Très régulièrement, dans le débat public, surgissent des propositions de taxes sur les grandes entreprises du numérique. C’est soit pour alimenter les caisses publiques, soit pour subventionner d’autres secteurs économiques, censés avoir été « spoliés » par les Gafam.

Si la première alternative, d’alimenter le Trésor public, ne me pose pas de problèmes (c’est normal de payer des impôts) la seconde est beaucoup plus litigieuse et doit être regardée avec précaution, afin de ne pas accepter n’importe quoi, et ne pas se détourner des véritables enjeux, dans le bras de fer entre Etats et grandes plateformes.
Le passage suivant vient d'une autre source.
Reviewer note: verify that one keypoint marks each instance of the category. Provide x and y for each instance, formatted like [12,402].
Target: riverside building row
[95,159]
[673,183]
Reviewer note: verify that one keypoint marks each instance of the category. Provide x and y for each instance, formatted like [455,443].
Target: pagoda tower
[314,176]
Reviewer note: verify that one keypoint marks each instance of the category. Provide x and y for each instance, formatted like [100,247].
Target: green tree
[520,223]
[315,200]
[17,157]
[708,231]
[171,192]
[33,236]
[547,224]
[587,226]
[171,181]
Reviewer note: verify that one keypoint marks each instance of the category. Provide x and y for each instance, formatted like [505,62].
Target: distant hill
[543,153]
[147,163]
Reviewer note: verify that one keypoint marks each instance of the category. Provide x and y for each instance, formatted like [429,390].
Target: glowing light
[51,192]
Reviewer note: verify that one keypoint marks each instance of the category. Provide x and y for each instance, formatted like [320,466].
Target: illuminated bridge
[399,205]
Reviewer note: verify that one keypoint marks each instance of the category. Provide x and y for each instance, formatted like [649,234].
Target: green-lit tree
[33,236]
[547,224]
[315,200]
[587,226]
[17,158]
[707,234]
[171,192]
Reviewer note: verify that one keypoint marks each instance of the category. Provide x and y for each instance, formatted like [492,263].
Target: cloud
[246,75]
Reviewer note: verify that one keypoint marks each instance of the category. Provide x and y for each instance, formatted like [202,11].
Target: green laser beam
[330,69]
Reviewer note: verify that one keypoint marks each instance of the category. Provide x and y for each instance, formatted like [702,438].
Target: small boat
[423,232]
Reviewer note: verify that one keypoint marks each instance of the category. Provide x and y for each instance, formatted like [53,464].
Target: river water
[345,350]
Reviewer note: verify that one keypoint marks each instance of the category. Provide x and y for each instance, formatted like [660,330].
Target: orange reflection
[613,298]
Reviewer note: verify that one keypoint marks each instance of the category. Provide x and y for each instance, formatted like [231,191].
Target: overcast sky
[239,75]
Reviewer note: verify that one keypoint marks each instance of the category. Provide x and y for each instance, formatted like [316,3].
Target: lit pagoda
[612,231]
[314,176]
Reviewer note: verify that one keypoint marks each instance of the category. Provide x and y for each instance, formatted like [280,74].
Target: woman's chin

Les cris les plus vocaux viennent souvent de secteurs économiques habitués à être subventionnés sur fonds publics, ou ayant longtemps bénéficié d’un monopole leur permettant de tondre les consommateurs. L’arrivée du numérique, et notamment des grandes plateformes, a bouleversé de nombreux secteurs économiques, en rendant possibles (et surtout rentables) d’autres manières de travailler. Beaucoup de secteurs ont ainsi connu une forme de désintermédiation, où le numérique s’est révélé bien plus efficace, et moins couteux. Les annonces et offres, les réservations diverses et variées, ont massivement migré vers des plateformes (dont toutes ne sont pas américaines). Le temps passé a également migré, les gens passant bien plus de temps devant des écrans. Donc nécessairement, des activités comme la publicité ont suivi. Des modèles économiques, dont certains tenaient de l’économie administrée, comme celui des médias « classiques » ont souffert des possibilités de contournement technique des péages et barrages destinés à obliger les comportements des consommateurs. On a ainsi « découvert » que bien des comportements ne relevaient pas de choix libres et éclairés, mais juste d’une contrainte bien organisée par les producteurs.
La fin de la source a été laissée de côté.